Personal information
- Full name: Javier Castro Gonzalez
- Date of birth: August 15, 1991 (age 34)
- Place of birth: Guadalajara, Mexico
- Height: 5 ft 11 in (1.80 m)
- Position: Forward

Team information
- Current team: Kitsap Pumas
- Number: 28

College career
- Years: Team / Apps / (Gls)
- 2010–2011: Mt. San Antonio College /  / (23)
- 2012: UC Santa Barbara Gauchos / 16 / (3)

Senior career*
- Years: Team / Apps / (Gls)
- 2012: OC Blues Strikers / 6 / (4)
- 2013–2014: Chivas USA
- 2014: Los Angeles Misioneros / 7 / (7)
- 2014: Oklahoma City Energy / 11 / (0)
- 2015: Ventura County Fusion / 8 / (1)
- 2016: Kitsap Pumas / 7 / (0)
- 2017–: Moreno Valley / 0 / (0)

= Javier Castro (footballer, born 1991) =

Mexican professional footballer

Javier Castro Gonzalez (born August 15, 1991) is a Mexican professional footballer currently with Moreno Valley FC in the United Premier Soccer League.

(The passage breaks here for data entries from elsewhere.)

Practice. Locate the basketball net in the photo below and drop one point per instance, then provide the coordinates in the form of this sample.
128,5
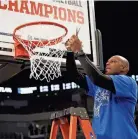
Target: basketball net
45,55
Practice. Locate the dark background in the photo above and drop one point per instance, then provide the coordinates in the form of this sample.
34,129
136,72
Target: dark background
118,23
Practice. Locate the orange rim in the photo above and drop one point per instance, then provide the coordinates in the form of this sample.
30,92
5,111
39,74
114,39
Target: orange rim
45,42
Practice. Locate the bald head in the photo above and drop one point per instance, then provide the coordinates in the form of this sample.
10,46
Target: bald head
124,62
117,65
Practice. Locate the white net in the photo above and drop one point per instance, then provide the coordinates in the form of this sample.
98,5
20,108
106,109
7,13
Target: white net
45,59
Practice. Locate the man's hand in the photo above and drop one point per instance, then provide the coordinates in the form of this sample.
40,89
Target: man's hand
74,44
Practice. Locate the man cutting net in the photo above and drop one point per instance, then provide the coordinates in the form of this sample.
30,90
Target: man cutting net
115,93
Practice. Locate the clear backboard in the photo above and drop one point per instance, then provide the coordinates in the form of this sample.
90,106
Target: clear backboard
71,14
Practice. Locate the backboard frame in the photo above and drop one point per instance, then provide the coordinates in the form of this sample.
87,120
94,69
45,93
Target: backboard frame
95,44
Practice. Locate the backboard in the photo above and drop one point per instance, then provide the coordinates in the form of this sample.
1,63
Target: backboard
70,13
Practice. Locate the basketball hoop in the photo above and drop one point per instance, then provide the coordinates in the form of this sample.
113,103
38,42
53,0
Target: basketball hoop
43,46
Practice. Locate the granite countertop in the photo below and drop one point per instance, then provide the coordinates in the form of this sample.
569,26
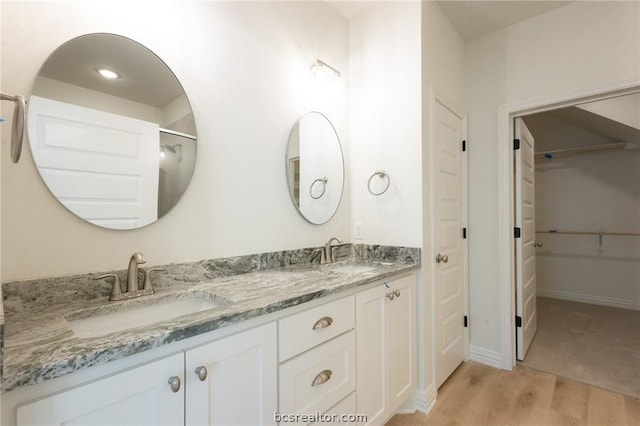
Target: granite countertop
40,345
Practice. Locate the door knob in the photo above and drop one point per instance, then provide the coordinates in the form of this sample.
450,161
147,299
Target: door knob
174,383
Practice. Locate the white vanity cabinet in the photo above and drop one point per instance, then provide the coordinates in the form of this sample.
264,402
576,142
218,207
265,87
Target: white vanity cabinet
386,348
233,381
317,353
239,388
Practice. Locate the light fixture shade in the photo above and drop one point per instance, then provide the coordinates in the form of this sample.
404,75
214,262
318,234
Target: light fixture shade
319,66
107,73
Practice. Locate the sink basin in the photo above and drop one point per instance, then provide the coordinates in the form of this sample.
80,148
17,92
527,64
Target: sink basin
102,321
350,268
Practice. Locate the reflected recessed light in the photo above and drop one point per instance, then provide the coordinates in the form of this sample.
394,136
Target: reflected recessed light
108,73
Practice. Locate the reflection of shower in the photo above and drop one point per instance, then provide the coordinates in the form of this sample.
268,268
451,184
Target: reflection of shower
172,149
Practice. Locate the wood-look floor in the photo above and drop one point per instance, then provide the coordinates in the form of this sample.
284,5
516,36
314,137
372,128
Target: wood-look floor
479,395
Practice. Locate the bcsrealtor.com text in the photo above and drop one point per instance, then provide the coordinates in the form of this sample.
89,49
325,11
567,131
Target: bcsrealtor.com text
318,417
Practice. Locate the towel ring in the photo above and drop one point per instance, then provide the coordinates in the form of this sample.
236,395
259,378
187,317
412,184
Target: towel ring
17,126
323,181
383,175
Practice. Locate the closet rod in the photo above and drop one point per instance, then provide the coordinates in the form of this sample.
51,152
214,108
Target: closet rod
553,231
585,149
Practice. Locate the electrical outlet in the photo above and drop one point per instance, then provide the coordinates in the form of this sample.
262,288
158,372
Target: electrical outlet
358,231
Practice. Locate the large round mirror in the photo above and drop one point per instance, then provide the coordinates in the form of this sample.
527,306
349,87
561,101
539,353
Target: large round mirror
111,131
315,168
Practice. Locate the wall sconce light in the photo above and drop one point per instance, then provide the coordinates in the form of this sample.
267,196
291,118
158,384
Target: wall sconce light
320,66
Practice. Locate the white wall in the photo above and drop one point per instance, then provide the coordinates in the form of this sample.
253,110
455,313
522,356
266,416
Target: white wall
443,60
596,193
245,67
573,48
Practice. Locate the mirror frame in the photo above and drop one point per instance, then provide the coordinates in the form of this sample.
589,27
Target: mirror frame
295,133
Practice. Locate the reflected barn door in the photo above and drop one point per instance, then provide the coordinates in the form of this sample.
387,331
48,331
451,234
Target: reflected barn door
101,166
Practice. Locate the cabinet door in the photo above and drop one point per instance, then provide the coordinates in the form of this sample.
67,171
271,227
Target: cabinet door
141,396
240,387
371,342
402,351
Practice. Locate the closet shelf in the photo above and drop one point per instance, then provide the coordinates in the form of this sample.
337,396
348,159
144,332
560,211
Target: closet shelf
586,149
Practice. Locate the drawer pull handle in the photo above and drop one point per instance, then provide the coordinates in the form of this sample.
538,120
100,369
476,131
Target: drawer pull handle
323,322
201,372
174,383
322,377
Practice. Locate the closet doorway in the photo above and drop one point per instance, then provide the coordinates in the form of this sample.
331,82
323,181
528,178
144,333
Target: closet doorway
587,243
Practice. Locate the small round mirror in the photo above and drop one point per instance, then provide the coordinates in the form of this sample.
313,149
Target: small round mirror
315,168
111,131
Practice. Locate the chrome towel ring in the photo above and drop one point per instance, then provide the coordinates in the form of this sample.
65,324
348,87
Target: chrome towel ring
323,181
382,175
17,126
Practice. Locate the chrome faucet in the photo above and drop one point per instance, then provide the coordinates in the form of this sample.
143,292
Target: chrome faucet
328,250
133,286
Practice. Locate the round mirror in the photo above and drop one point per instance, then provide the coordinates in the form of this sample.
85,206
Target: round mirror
315,168
111,131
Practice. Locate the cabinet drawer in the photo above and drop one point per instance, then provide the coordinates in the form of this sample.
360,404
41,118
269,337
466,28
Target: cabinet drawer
316,380
310,328
341,414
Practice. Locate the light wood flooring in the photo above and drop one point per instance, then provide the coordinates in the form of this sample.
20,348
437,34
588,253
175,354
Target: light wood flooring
479,395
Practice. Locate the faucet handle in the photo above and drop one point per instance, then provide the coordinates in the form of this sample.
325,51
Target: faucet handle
147,279
116,290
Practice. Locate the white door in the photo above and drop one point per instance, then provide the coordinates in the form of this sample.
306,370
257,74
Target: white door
448,239
239,382
402,341
526,319
141,396
101,166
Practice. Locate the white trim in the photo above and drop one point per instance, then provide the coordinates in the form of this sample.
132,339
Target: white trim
426,399
585,298
486,357
506,261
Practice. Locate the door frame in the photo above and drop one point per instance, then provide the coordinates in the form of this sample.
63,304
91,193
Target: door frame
506,200
436,97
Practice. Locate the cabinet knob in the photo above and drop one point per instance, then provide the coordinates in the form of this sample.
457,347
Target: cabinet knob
201,372
323,322
174,383
322,377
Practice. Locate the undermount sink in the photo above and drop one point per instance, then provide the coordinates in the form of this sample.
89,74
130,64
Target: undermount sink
101,321
350,268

==Early life and education==
Castro was born on August 15, 1991, in Guadalajara, Jalisco. He played youth soccer in Southern California and attended International Polytechnic High School. He was a finalist for Sueño MLS in 2010.

Castro attended Mt. San Antonio College and played college soccer from 2010 to 2011. He scored 23 goals and assisted on 21 others over his two seasons with the team.

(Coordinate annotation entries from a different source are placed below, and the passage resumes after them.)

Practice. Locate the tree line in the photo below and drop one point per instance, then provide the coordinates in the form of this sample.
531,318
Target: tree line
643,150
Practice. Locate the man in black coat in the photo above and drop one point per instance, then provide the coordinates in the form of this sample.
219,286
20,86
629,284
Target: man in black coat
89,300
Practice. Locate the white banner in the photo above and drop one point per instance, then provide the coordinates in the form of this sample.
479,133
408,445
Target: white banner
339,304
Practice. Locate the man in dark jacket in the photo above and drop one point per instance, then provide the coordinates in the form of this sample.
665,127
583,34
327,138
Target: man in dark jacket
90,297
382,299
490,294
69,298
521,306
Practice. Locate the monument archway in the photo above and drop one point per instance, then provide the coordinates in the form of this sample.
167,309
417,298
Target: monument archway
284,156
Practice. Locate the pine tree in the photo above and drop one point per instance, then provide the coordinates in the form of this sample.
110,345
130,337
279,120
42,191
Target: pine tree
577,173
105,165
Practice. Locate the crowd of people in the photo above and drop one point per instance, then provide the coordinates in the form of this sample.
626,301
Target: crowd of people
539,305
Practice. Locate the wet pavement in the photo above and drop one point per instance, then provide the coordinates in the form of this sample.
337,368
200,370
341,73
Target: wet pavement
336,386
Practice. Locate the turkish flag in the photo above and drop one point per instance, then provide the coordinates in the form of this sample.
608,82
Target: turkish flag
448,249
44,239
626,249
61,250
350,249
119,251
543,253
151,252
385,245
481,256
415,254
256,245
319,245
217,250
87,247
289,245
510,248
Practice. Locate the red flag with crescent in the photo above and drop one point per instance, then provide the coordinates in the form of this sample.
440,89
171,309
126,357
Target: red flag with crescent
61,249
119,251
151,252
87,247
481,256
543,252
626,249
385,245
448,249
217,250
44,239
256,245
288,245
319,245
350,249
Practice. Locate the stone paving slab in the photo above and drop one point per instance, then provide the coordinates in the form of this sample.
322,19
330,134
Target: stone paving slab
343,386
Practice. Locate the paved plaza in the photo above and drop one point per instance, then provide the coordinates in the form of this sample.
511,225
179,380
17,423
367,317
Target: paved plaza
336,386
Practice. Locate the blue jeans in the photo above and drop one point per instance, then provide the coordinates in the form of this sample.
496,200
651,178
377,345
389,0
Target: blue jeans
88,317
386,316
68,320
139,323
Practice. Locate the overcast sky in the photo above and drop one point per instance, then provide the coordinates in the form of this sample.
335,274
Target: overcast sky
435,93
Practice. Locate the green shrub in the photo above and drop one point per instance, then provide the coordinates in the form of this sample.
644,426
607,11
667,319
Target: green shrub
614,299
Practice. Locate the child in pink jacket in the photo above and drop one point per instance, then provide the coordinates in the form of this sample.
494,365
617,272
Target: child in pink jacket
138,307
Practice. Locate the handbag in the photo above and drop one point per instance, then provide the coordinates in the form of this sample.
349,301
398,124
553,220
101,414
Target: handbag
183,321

He transferred to the University of California, Santa Barbara, and played with the UC Santa Barbara Gauchos men's soccer team in 2012, appearing in 16 games and scoring 3 goals with 1 assist.

==Career==
While attending college, Castro appeared for USL Premier Development League club OC Blues Strikers FC in 2013. He appeared in 6 games for the club, scoring 4 goals.

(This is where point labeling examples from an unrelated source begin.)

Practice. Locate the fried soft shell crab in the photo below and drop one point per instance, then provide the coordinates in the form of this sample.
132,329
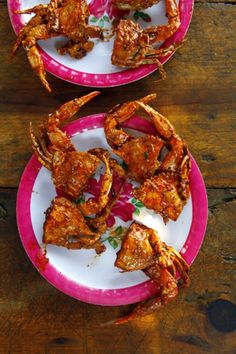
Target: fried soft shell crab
133,46
164,187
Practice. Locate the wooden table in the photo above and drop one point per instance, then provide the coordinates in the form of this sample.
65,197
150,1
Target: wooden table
199,99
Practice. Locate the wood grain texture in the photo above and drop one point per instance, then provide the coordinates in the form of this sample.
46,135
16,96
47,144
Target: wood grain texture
36,318
198,96
199,99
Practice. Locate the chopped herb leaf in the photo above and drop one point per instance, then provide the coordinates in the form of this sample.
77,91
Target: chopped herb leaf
113,242
119,231
93,19
137,211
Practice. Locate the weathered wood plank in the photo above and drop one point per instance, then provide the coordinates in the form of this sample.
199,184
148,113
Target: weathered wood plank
36,318
198,96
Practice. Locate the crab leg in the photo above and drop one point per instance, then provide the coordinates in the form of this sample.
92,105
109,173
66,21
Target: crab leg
162,124
168,292
94,206
160,33
34,57
65,112
36,10
33,22
116,137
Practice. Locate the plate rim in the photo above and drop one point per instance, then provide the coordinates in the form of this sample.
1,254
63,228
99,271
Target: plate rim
124,77
108,297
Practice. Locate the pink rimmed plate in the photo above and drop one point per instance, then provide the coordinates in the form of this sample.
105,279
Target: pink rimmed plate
95,69
81,273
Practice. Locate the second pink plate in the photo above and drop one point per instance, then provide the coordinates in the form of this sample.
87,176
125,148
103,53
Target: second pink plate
95,69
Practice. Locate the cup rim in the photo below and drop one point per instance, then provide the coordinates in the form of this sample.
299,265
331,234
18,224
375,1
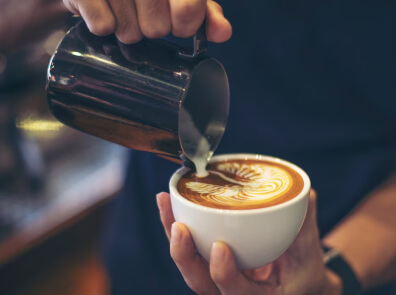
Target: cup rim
181,171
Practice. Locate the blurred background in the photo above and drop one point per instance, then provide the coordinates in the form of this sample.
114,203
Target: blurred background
56,184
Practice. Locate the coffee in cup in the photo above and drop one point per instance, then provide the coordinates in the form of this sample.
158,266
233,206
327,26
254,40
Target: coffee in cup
237,184
255,204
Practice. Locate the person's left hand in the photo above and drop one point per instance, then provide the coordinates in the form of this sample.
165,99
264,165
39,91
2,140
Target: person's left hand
299,271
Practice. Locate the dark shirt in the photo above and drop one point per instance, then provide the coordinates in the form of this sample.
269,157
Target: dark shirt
312,82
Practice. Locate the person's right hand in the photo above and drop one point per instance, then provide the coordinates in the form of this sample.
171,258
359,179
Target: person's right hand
130,20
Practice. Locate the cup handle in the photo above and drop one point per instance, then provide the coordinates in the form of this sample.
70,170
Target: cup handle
200,44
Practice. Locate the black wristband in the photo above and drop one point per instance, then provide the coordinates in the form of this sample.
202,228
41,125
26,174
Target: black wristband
334,261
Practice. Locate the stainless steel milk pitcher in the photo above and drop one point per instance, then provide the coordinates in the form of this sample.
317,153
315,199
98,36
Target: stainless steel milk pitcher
134,95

Castro skipped his senior year at UC Santa Barbara and would appear in 2013 and 2014 for the U-23 side of Chivas USA. Later in 2014, he spent time with Los Angeles Misioneros and appeared in 7 games, scoring 7 goals with 3 assists.

Castro signed professional terms with USL Pro club Oklahoma City Energy FC in July 2014. He was not retained by the club and joined Ventura County Fusion in 2015. He appeared in 8 games for the Fusion, scoring one goal.

Castro went on trial with Segunda División de México side Real Cuautitlán in 2016, but it was ultimately unsuccessful. He would later trial with Kitsap Pumas successfully and was announced as a signing by the club in April 2016.